I think Alex's bid prices don't match up well with his computed projected prices.Before I continue, I have to clear up one misconception (or, more likely, omission) from Eugene's comment. Peter Kreutzer - a.k.a Rotoman - has been generating the projections for Patton & Company for the last few years. I can't say for certain how long he's been at the wheel. However, the fact that the projections are generated by Rotoman while the bids are generated by Patton is the greatest reason for the disparity. In reality, you're buying two different sets of opinions...even if you're not buying two separate projections.
Several second basemen fit that profile - high average, high SB. Yet, the Patton bid isn't quite there. If he just bid his projections he'd probably get Brian Roberts. Same goes for(Howie) Kendrick b/c his projected BA is quite high with solid steals. (Robinson) Cano is another BA guy, but without the bags. (Placido) Polanco as well. I'd be interested in seeing the projected price versus AP Bid price.
Since Eugene commented on A.L. middle infielders, it's worth looking at them to see where the price differences fall.

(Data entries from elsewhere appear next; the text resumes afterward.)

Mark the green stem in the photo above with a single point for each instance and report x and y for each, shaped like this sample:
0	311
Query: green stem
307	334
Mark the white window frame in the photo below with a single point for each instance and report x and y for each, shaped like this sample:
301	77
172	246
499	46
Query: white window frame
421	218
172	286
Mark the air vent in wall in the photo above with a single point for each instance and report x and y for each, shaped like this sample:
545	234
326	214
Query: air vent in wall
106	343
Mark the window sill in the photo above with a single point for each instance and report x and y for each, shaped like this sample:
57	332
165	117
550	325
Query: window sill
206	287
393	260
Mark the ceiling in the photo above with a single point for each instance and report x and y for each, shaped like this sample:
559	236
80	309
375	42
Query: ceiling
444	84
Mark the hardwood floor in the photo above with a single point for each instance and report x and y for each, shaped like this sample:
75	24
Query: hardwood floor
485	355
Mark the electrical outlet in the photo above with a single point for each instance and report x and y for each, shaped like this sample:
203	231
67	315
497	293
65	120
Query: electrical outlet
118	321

Ten Most Expensive A.L. Second Basemen 2009
A ha! I thought Patton's prices were conservative. Rotoman (represented by the PK column in the chart above) is even further away from the market than Patton is, missing the mark by $4 per player. His conservatism is most evident at the top of the chart, where last year's $30+ hitters reside. Rotoman is anticipating regression to the mean to the extreme. While he might be overly cautious, his caution on these hitters is warranted compared to the market on Kinsler and Pedroia. If you only looked at Rotoman's projections, you would have avoided losses on these hitters.
The down side is that you would had the same problem in an A.L. using Patton's prices and you might have missed out on all of these hitters. Rotoman doesn't get a single one of these hitters outright, and only ties on DeRosa and Kendrick.
Is Rotoman just stingy with middle infielders or across the board?
Ten Most Expensive A.L. Outfielders 2009
Yikes. Rotoman is even more penurious on this group of hitters, missing the market's price by $7 per player. The only hitter he ties the market on here is Ellsbury.
The flip side of that is that he's kicking the market's ass on these hitters as a group. His prices told you to avoid Sizemore, Hamilton, Upton and Rios with a vengeance. In fact, the only hitter Rotoman is way below the market on with his projection and looks bad is Bay. This is a great set of projections.
Since projections include players who won't be on a typical auction roster, you can have more than $3,120 or $3,380 worth of stats. As a result, Rotoman's numbers needn't add up to these numbers. I am curious to see if he's "spending" more money in the middle than the market or not.
71-80 Most Expensive A.L. Hitters 2009
He most definitely is. Not only is Rotoman spending his money here, but he's kicking the shit out of both Patton and the market.
Putting aside individual player preferences, this is where Rotoman's pricing system speaks volume. If I could sum up what it is saying in a tidy few sentences, it would be this:
Players at the top are likely to fail. At least some of them are. Don't pay for peak performance. Guys in the middle will probably continue to linger in the middle, and will get underpaid by those paying $30+ hoping for continued $30+ performances. Pay the guys in the middle and hope that they stay there.To be sure, the one thing you don't want to do here is pay par prices for guys like Drew, Guillen, and Cust. These guys are profitable because the market discounts them. Take away the discount and you're buying a par team, whether you're using Rotoman's prices or the market's.
However, there's something to be said for Stage Three caution, and it appears that Rotoman is exercising that caution expertly.
Getting back to Alex...
It looks like he's trying to offer a compromise somewhere between Rotoman's conservative projections on the top guys and what the market is actually paying for those guys. The result is what you see above. Patton is coming closer to paying the guys at the top than Rotoman is, but he's still missing the mark.
What's intriguing is that maybe -after all of this talk of how Patton and Sports Weekly were underpaying - that Rotoman might be on to something.
If Stage One is starting to rear its ugly head, it may be time to go back to a good old fashioned Stage Three mentality.